VMware snapshots are the base of every backup solution designed around VADP (VMware APIs for Data Protection). If a virtual disk can be snapshotted, it can be saved. Plain and simple.
However, there are some situations where this solution can eventually lead to some problems. The best known, and if for example you are among the usual Veeam forums users you know them well, are Exchange 2010 virtual machines.
Exchange 2010 disk usage behaviour
The new underlying database format was designed by Microsoft to be light on the storage it runs on, and is well explained here. The technical reason is in this quote:
“By increasing the size of the I/O and reducing the frequency of read/writes in Exchange 2010, ESE is able to increase performance. In addition, ESE can increase performance by making the data in the database more sequential, which increases the likelihood that related data is in the same vicinity in the B-tree.
In Exchange, all data inside the database is stored in B-trees, and the B-trees are then divided into pages. In Exchange 2007 and earlier, the data stored in the B-trees isn’t contiguous. In fact, previous versions of Exchange performed random read/writes to the database. This means that related data may not be in the same vicinity on the hard disk. Non-contiguous data requires more passes to read and write to the hard disk.”
So, to sum it up, Exchange tries to use as much as possible contiguous disk space and writes data in larger blocks. Sounds like a design for physical installations, but even in virtualized environments it gives great benefits. Since RAM is becoming cheaper and cheaper, and on the new vSphere 5.1 vRam limits went away, you can add much more RAM to an Exchange 2010 and use it as cache, thus lowering the burden on disks.
VMware has conducted some performance tests and the results can be read here.
At the end, from a production standpoint, these has been great news, we can run Exchange 2010 on slow sata disks and have great performances nontheless, so another “Tier 1” application can be virtualized without fears.

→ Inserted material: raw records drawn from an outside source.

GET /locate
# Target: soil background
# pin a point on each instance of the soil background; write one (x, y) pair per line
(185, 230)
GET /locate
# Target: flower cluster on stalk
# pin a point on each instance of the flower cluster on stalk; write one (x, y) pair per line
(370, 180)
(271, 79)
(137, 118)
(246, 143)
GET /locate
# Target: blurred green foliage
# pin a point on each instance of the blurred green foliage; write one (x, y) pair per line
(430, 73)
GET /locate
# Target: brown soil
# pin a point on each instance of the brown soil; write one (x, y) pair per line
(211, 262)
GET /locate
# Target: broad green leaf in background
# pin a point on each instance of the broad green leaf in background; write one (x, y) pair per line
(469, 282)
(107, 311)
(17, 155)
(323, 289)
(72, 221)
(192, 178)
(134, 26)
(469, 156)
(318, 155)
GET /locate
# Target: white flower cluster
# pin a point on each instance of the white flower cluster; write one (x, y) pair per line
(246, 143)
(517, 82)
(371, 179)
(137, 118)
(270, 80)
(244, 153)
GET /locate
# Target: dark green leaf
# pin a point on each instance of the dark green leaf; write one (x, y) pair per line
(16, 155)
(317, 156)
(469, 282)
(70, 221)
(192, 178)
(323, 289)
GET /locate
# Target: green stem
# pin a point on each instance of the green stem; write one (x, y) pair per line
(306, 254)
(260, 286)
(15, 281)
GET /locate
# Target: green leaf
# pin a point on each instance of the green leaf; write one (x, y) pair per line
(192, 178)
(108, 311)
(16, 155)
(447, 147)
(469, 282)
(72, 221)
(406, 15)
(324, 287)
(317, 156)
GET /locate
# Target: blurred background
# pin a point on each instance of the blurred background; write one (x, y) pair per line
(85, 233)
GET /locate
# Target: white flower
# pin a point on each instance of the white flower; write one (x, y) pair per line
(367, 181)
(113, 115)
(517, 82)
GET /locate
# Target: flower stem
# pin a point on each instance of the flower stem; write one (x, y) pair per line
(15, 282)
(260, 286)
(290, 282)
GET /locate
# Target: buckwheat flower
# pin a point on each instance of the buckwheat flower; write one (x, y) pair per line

The problem with VADP backups
But, what happens from a VADP standpoint? Incremental backups are made leveraging CBT informations made available by vSphere itself. The backup program reads which data blocks are changed since the previous backup, and saves only them. But since Exchange 2010 works in the above described fashion, there are much more changed blocks, and backup data sets are bigger than previous Exchange versions.
This leads to two consequences: first, backup sets are bigger and use more backup storage space, second they take more time to be completed and thus the commitment of the snapshot at the end of the backup requires much more time than previous Exchange version, and sometimes this creates problems to the guest OS and the Exchange services. You can read around about Exchange 2010 users having to wait for literally hours to complete a snapshots commit.
Also, to further decrease performances, you placed Exchange VM in a slow SATA datastore as per suggested practices, so every disk operation involving it would be affected by this slowness, backups and snapshots commits included.
At the end, if you take a look at the whole picture, a really slow sata datastore for Exchange 2010 maybe is not the perfect fit after all…